The market is currently exhibiting a pronounced shift in focus, prioritizing micro-level corporate fundamentals over macroeconomic trade policy concerns, despite the Commerce Secretary's August 1 "hard deadline" for a trade deal. Investor attention is fixated on the upcoming wave of corporate earnings, with over 100 S&P 500 companies, including bellwethers Tesla and Alphabet, set to report. Expectations are particularly high for megacap technology, which is anticipated to be the primary driver of second-quarter earnings growth. This earnings season has started on a strong footing, with 85% of the initial 62 reporting companies exceeding expectations according to FactSet data.

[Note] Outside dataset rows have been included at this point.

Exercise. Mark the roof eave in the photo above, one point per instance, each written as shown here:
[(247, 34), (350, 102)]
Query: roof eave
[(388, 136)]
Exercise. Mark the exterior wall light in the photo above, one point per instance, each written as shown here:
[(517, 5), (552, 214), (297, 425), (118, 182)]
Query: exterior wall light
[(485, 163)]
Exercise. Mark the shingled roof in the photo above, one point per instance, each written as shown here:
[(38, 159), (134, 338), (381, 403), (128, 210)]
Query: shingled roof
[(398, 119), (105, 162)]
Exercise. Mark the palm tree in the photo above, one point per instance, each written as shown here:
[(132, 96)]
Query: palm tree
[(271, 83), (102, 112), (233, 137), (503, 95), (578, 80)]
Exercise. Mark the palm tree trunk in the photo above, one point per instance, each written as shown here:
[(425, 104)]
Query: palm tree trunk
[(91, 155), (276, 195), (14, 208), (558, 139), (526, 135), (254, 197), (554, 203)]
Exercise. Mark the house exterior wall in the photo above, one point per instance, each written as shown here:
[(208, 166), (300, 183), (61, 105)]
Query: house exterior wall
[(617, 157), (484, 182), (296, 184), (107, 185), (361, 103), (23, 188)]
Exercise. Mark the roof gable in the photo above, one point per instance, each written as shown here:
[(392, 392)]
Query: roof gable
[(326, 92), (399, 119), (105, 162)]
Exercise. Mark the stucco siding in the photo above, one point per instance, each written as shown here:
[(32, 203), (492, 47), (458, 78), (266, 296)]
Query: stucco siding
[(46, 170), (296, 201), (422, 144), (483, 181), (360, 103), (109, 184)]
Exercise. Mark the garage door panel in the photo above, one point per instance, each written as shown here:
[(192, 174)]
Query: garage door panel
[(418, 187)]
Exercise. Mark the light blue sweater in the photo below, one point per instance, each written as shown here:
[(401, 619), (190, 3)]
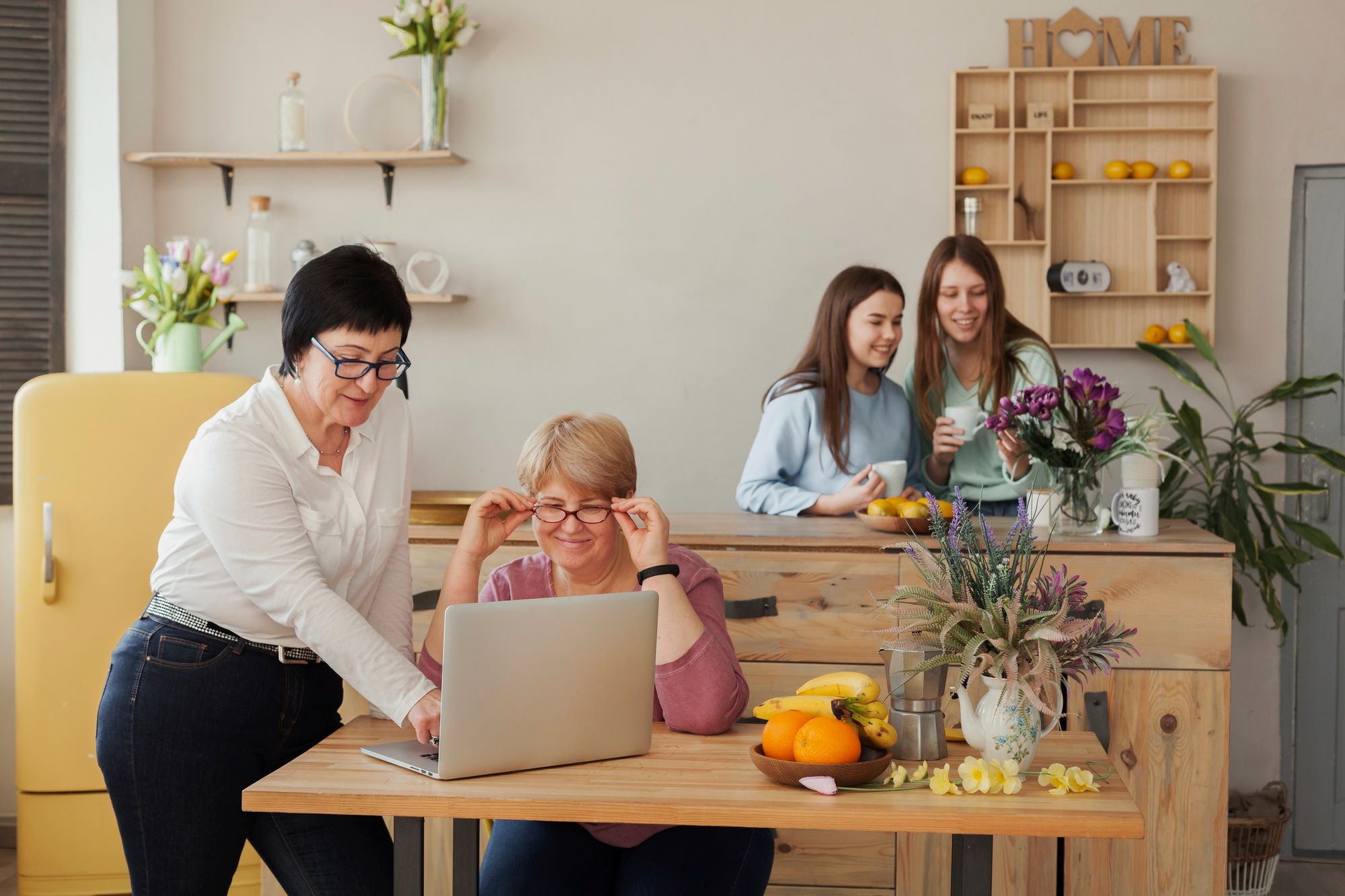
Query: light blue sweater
[(790, 467)]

However, analyst sentiment is divergent. While Morgan Stanley's Michael Wilson posits a bullish case for the S&P 500 to reach 7200 by mid-next year, citing underappreciated tailwinds and advocating for buying on dips, RBC's Lori Calvasina offers a more tempered view, describing early results as "fine, but not fabulous" and cautioning that future reports could reveal trade-related pressures. Within tech, Alphabet is noted for its more reasonable valuation at approximately 19 times forward earnings, a significant discount to rivals Meta and Apple at 27 and 29 times respectively, suggesting a potentially lower hurdle for a positive market reaction.